Post-Show Discussion Questions

  • Here’s the Deal quotes several important historical figures from the New Deal era, including proponents and opponents of the New Deal. Of the many ideas that are presented by historical figures in the piece, which do you feel are the most relevant to today? (Summarize of course.) Are any of the thoughts that are shared by historical figures in the piece unhelpful for today or even harmful? Which? Why?   
  • In Here’s the Deal, students wrote personal narratives that helped them explore what they might have felt if they had been a person of color during the Great Depression and New Deal era. They explored the experiences of Indigenous peoples, Latino/Latina Americans, Black Americans and Asian Americans. Now it’s your turn! Return to the Living New Deal Inclusion articles, read one and write a personal narrative as someone living at that time. What are your struggles? How are you treated? What does hope look like for you?  
  • Characters in Here’s the Deal address cultural appropriation. They say:   

“If you’re doing it to make a profit, it’s cultural appropriation. If you’re claiming it’s yours and you don’t acknowledge the source, it’s cultural appropriation. If this is written by a student from another culture so she can empathize with, honor and tell a little-known heroine’s story to the world, it’s not cultural appropriation.”   

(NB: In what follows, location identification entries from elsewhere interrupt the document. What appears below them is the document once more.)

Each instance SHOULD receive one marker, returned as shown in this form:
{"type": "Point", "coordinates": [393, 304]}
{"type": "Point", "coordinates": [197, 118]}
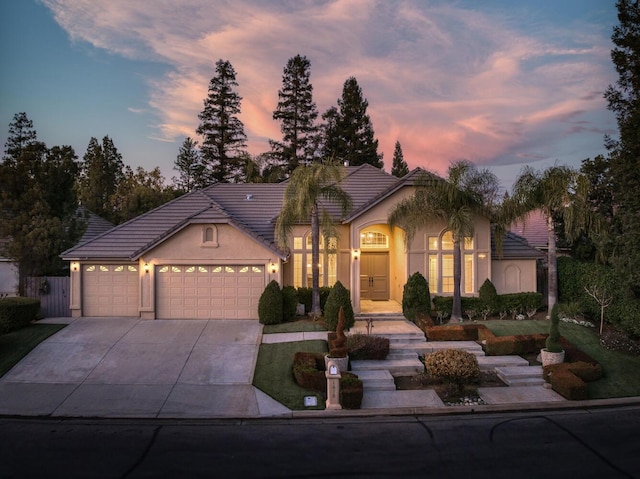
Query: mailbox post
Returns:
{"type": "Point", "coordinates": [333, 386]}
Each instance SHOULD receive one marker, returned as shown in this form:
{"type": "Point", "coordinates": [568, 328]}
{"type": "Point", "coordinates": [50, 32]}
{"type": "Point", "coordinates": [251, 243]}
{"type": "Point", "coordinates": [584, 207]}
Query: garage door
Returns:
{"type": "Point", "coordinates": [208, 292]}
{"type": "Point", "coordinates": [110, 290]}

Do you agree with this definition of cultural appropriation? Why or why not?   

  • When Marian Anderson performed this song on the steps of the Lincoln Memorial, she made a significant word change. “Of thee I sing” became of “Of thee we sing.” Why do you think she made that word change? Who is the “we” and why is that word change so significant to what she was trying to accomplish?   
  • Here’s the Deal quotes real leaders, like FDR, extensively but then highlights the stories of fictional people affected by the Depression and COVID-19. What are the benefits of talking about important issues through fiction? Would you rather all the stories shared been “true stories”? If so, what stories would you have incorporated?